Он срезает веревку и, перекинув меня точно куль с мукой, тащит в дом. Бросает на знакомый диван. Я не могу надышаться теплым воздухом — его слишком много.
Герасимов сидит, уткнувшись лицом в
— Ты — чудовище! — Вскакивает. — Зачем ты так поступила?!
Он трясет меня за плечи, и я, не удержавшись, сваливаюсь на пол.
— Такими темпами наш ребенок не доживет до первого УЗИ.
— Что?!
Он удивлен настолько, что не находит других слов. А я с садистским удовольствием рассказываю про задержку и тест. Почему же мне так больно? Я должна была считать нашего ребенка монстром, я хотела так считать. Но... это ребенок. Мой... И с глазами Никиты...
Подавляю стон.
— И отец, конечно же, я, а не те другие, с кем водилась ты во время наших отношений?
Но, схватившись за нож, срезает путы. Глупый, уж если враждовать, то по полной.
— Ты действительно считаешь, что во мне чей-то чужой ребенок? Наивный.
И он молчит, как молчу и я. Гробовая тишина поселяется на веранде. Виски сдавливает тугим обручем. Наш ребенок. Наш! Я могу сколько угодно ненавидеть Герасимова, но не часть себя. Господи, чтобы с ним, с этим не рождённым малышом, всё было хорошо. Пожалуйста...
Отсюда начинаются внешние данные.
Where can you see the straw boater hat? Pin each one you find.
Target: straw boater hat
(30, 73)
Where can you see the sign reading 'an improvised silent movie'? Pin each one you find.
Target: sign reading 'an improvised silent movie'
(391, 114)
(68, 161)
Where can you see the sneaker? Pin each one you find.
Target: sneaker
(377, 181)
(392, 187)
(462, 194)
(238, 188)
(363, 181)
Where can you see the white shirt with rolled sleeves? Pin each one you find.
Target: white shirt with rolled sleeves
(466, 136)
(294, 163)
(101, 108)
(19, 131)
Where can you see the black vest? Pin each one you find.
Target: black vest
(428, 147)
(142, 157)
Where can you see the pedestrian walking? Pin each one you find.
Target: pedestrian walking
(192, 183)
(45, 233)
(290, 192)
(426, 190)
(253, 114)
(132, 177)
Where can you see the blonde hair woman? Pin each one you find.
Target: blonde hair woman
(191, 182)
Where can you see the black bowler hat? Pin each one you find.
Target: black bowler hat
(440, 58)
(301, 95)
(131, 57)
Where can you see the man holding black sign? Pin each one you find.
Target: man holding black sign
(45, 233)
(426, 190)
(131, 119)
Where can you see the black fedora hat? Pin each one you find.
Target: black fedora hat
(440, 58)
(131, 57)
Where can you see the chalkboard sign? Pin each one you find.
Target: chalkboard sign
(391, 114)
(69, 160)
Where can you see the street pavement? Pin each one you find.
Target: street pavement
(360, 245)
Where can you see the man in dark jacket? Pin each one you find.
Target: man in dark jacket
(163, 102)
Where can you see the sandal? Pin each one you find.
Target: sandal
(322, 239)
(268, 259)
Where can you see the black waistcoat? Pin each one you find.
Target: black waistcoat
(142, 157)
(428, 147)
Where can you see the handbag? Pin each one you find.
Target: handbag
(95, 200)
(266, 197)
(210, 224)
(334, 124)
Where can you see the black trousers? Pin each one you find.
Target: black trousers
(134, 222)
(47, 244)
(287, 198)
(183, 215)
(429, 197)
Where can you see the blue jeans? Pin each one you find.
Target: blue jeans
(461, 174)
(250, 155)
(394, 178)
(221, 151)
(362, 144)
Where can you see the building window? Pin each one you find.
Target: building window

— Саша, — говорит Герасимов голосом нормального человека, — я ненавижу тебя так сильно, что готов убить прямо здесь.
— Знаю.
— За что я заслужил это... — он разводит руками, — всё? Неужели за то, что бросил тебя четыре года назад?
Маленькая девочка во мне плачет: "ты должен был остаться со мной, плюнуть на друзей и их насмешки, не слушать родителей, а сидеть у моей койки и смотреть, как я сплю! Потому что так поступают любящие мужчины, так происходит в книгах и фильмах! А ты забил на меня! Ты ушел тогда, когда тебя сильнее всего не хватало". Да и не только. То расставание давно забыто. Если бы он только ушел — нет, он имел наглость вернуться!
— Ты так ничего и не понял.
Герасимов вполне мирно кивает, присаживается на корточки. В его взгляде я читаю, нет, не ненависть, а... сочувствие? Жалость?.. Или даже тревогу? Не могу разобрать!
— Да, я был полным кретином. Но не настолько же?!
Тогда.
24.
Отец выпорол Никиту ремнем. Как маленького мальчика, как несмышлёного ребенка, засунувшего пальцы в розетку. Лучше бы бранился, чем так... Никите было стыдно до слез, но он не расплакался — потому что был сильный, потому что настоящие мужики не плачут. Отец молчал. С того самого момента, как он узнал, что его сын угнал автомобиль и попал в аварию, папа сказал всего несколько односложных предложений. Забрал Никиту из больницы (тот отделался парой царапин и одной рваной раной, которую скоренько залатали) и молчал. Только ходил из угла в угол. Мама ревела, уткнувшись лицом в ладони. Потом папа взял ремень и схватил вырывающегося Никиту за грудки.